Konstantin has been a deputy in the Zjuzino municipality since 2012, re-elected in 2017, and in 2014 he also ran for the Moscow Duma. At the time, however, he was blocked by a criminal charge related to the Naval'nyj group's campaign financing when it won over 30% in the Moscow mayoral elections in 2013, the best result of the opposition in the Putin era. He denounced the accusation as trumped-up and fabricated, but was placed under house arrest for a few days, the very days in which he had to submit his nomination papers for the elections. He tried again in 2016 in the State Duma elections, taking fourth place in the uninominal constituency with 8.22% of the vote.

In 2019 he made another attempt to run for parliament. During the election campaign, searches were carried out in the flats of his parents and grandmother, and he himself was arrested four times. Between 2020 and 2021 he was again put in custody for the so-called 'sanitary action', the mass arrests justified by the anti-Covid measures of the pro-Naval'nyj protesters, after his poisoning and arrest on his return to Russia.

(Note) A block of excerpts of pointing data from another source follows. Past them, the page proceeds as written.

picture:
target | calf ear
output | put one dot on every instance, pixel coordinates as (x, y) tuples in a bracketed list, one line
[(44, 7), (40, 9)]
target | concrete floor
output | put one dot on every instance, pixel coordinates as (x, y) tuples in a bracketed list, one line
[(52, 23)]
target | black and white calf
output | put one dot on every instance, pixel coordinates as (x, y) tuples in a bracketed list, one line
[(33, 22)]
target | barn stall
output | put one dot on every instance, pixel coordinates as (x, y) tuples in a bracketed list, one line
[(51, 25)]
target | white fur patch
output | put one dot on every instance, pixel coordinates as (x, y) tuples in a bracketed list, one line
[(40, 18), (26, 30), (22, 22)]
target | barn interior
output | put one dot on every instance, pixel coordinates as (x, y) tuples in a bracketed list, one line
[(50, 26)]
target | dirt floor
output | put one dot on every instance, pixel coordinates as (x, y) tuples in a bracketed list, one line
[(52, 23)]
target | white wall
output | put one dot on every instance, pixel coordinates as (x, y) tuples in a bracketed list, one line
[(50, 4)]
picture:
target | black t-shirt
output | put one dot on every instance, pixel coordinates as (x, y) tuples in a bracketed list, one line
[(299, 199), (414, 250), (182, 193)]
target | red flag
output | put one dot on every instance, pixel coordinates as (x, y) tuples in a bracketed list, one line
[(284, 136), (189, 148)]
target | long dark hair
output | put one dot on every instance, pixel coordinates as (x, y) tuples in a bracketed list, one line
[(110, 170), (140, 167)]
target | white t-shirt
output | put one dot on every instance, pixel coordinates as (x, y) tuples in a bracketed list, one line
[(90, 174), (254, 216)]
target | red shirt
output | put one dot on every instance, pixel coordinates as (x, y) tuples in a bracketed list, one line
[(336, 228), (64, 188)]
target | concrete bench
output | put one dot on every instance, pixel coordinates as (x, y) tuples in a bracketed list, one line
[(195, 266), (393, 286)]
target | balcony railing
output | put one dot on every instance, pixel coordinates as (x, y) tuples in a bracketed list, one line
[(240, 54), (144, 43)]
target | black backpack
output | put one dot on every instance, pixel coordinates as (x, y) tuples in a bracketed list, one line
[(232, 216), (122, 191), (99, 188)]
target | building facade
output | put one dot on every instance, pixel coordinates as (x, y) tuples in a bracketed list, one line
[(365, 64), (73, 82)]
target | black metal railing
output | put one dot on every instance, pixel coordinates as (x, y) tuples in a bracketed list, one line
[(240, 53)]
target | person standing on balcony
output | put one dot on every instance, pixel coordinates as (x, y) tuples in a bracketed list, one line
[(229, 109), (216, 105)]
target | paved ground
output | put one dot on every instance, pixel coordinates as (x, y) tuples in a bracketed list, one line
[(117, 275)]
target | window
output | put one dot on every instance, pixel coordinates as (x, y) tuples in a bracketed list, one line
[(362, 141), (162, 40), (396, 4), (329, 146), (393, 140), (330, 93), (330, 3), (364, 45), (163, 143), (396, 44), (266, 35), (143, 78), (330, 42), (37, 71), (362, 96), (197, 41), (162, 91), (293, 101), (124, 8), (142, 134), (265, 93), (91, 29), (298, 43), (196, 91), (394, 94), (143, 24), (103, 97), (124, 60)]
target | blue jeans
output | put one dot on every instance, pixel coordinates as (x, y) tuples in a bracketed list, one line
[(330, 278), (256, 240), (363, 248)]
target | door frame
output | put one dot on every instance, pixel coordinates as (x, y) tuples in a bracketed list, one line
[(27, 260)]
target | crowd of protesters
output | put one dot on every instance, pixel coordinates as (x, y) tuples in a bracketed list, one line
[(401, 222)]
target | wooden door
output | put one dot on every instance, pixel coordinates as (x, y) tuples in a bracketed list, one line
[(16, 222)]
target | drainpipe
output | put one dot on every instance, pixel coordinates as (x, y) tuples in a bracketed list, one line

On this occasion Jankauskas was recognised as a 'political prisoner' by the Memorial association, later dissolved by the Moscow court at the request of the authorities.

His father Stasis Jankauskas, married to the journalist Olga Gorelik, was also a university professor and never hid his religious convictions, for which he was dismissed several times in the days of Soviet atheism. Konstantin's family members have invited all interested persons to attend the trial for 'papal discreditation'; many will join the desire for peace that is not only of Catholics, but of all people of goodwill in Russia as well as in Ukraine and the whole world.